Le jeu de Molé, chargé du rôle de Béverley, ne contribuera pas peu à entretenir l’affluence pendant le cours des représentations de cette pièce. Cet acteur a peut-être plus influé sur le succès que le poëte. J’avoue que, ne trouvant pas son rôle intéressant et beau, je n’ai pas été touché de son jeu autant que le public. La difficulté de l’art ne consiste pas dans les contorsions d’une mort violente ; elle n’empêche pas que Molé ne soit un grand acteur ; mais je crains que ce rôle pénible et fatigant ne ruine de nouveau sa frêle santé, quoiqu’il ait pris d’avance la précaution de ne jouer la pièce que deux fois la semaine. Les autres rôles ont été fort médiocrement remplis.
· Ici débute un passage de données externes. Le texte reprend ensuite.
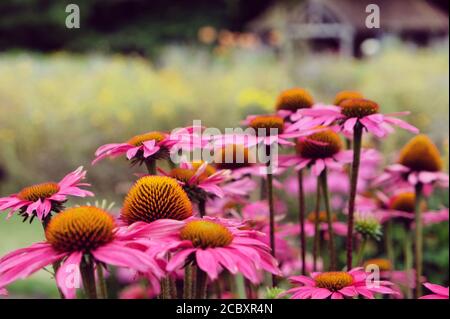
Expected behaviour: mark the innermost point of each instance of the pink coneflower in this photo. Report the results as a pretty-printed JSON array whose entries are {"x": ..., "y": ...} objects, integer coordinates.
[
  {"x": 337, "y": 285},
  {"x": 353, "y": 111},
  {"x": 438, "y": 292},
  {"x": 40, "y": 199},
  {"x": 419, "y": 163},
  {"x": 215, "y": 244},
  {"x": 83, "y": 239}
]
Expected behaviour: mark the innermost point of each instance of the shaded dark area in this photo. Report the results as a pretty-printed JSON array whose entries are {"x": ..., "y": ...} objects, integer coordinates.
[{"x": 118, "y": 25}]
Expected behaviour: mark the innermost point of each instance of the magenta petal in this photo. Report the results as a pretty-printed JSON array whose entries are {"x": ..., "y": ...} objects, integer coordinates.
[{"x": 68, "y": 276}]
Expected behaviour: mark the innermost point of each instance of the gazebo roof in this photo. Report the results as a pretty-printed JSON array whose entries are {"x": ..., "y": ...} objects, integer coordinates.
[{"x": 395, "y": 15}]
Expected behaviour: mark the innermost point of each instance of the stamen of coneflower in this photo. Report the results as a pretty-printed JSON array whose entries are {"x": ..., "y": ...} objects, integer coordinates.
[
  {"x": 206, "y": 234},
  {"x": 346, "y": 95},
  {"x": 138, "y": 140},
  {"x": 333, "y": 280},
  {"x": 420, "y": 154},
  {"x": 38, "y": 191},
  {"x": 156, "y": 197},
  {"x": 294, "y": 99},
  {"x": 233, "y": 156},
  {"x": 381, "y": 263},
  {"x": 358, "y": 107},
  {"x": 322, "y": 144},
  {"x": 264, "y": 124},
  {"x": 80, "y": 229}
]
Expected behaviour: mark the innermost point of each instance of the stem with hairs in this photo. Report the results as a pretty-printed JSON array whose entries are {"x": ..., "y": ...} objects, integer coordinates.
[
  {"x": 301, "y": 216},
  {"x": 326, "y": 199},
  {"x": 357, "y": 138},
  {"x": 418, "y": 239}
]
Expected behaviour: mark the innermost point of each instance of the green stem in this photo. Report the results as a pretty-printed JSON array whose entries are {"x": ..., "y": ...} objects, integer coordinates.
[
  {"x": 88, "y": 277},
  {"x": 316, "y": 243},
  {"x": 151, "y": 166},
  {"x": 56, "y": 264},
  {"x": 103, "y": 294},
  {"x": 357, "y": 138},
  {"x": 202, "y": 207},
  {"x": 326, "y": 199},
  {"x": 418, "y": 240},
  {"x": 188, "y": 281},
  {"x": 301, "y": 216},
  {"x": 389, "y": 244},
  {"x": 360, "y": 255},
  {"x": 408, "y": 262},
  {"x": 202, "y": 284},
  {"x": 240, "y": 286}
]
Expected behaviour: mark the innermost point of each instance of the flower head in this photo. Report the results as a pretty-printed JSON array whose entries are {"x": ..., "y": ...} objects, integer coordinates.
[
  {"x": 155, "y": 197},
  {"x": 217, "y": 244},
  {"x": 40, "y": 199},
  {"x": 419, "y": 162},
  {"x": 87, "y": 232},
  {"x": 352, "y": 111},
  {"x": 337, "y": 285}
]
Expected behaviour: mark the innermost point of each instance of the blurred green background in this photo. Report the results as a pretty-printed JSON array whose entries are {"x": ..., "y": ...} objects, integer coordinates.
[{"x": 64, "y": 93}]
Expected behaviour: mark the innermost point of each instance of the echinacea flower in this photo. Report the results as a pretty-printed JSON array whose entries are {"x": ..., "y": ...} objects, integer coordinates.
[
  {"x": 199, "y": 180},
  {"x": 40, "y": 199},
  {"x": 438, "y": 291},
  {"x": 291, "y": 100},
  {"x": 337, "y": 285},
  {"x": 81, "y": 237},
  {"x": 214, "y": 245},
  {"x": 353, "y": 111},
  {"x": 320, "y": 150},
  {"x": 419, "y": 162},
  {"x": 155, "y": 197}
]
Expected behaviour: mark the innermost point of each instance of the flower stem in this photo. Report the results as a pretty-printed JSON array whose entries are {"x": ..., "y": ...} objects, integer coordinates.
[
  {"x": 418, "y": 239},
  {"x": 56, "y": 264},
  {"x": 301, "y": 216},
  {"x": 103, "y": 294},
  {"x": 188, "y": 281},
  {"x": 326, "y": 199},
  {"x": 202, "y": 207},
  {"x": 408, "y": 262},
  {"x": 202, "y": 284},
  {"x": 389, "y": 243},
  {"x": 316, "y": 243},
  {"x": 360, "y": 255},
  {"x": 151, "y": 166},
  {"x": 357, "y": 138},
  {"x": 88, "y": 277}
]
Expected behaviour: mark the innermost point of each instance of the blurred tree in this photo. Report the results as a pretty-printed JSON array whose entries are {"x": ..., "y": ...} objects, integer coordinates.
[{"x": 117, "y": 25}]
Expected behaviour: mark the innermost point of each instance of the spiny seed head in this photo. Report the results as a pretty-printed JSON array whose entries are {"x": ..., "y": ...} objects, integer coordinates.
[
  {"x": 138, "y": 140},
  {"x": 294, "y": 99},
  {"x": 206, "y": 234},
  {"x": 420, "y": 154},
  {"x": 328, "y": 144},
  {"x": 345, "y": 95},
  {"x": 82, "y": 228},
  {"x": 263, "y": 124},
  {"x": 322, "y": 217},
  {"x": 233, "y": 156},
  {"x": 38, "y": 191},
  {"x": 405, "y": 202},
  {"x": 333, "y": 280},
  {"x": 358, "y": 107},
  {"x": 156, "y": 197},
  {"x": 382, "y": 263}
]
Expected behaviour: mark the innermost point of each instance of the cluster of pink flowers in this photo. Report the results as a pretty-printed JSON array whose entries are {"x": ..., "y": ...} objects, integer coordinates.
[{"x": 222, "y": 229}]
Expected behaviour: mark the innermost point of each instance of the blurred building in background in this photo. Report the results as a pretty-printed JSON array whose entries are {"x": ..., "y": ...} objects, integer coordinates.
[{"x": 340, "y": 25}]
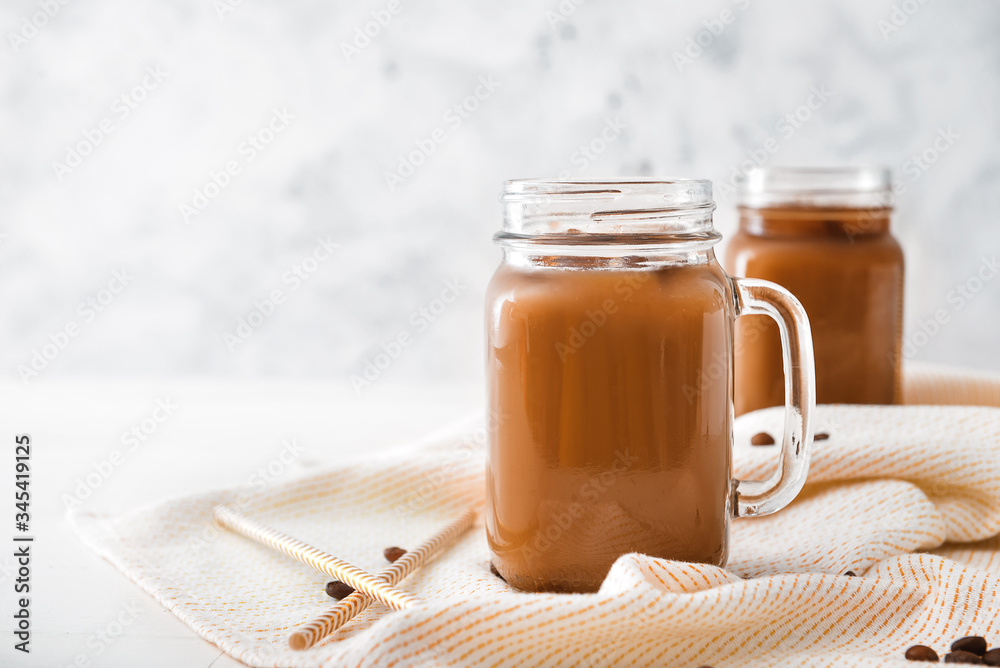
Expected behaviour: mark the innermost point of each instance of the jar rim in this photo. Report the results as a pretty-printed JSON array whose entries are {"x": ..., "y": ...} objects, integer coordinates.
[
  {"x": 855, "y": 186},
  {"x": 624, "y": 208}
]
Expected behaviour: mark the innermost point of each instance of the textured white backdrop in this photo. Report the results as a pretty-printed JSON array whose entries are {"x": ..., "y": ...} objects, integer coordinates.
[{"x": 226, "y": 66}]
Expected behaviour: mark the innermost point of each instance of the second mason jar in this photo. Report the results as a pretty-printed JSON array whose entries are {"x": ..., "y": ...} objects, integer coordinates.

Mlle d’Oligny a joué celui de Mme Béverley, non en femme sensible et affligée, mais en petite fille dépitée. Mme Préville a joué le rôle de la sœur de M. Béverley avec une sécheresse aussi grande que celle du poëte, et c’est beaucoup dire. Leuson n’a pas acquis de grâce ni d’intérêt dans la bouche du lourd et maussade Bellecour. Brizard n’a point d’entrailles, et il en faut pour chaque mot de Jarvis. Préville s’était chargé du rôle de Stuckely, prétendant qu’il n’y avait qu’un acteur aimé du public qui pût faire supporter un rôle aussi odieux. Il n’y a point réussi, et ce rôle est hué à toutes les représentations, d’un bout à l’autre.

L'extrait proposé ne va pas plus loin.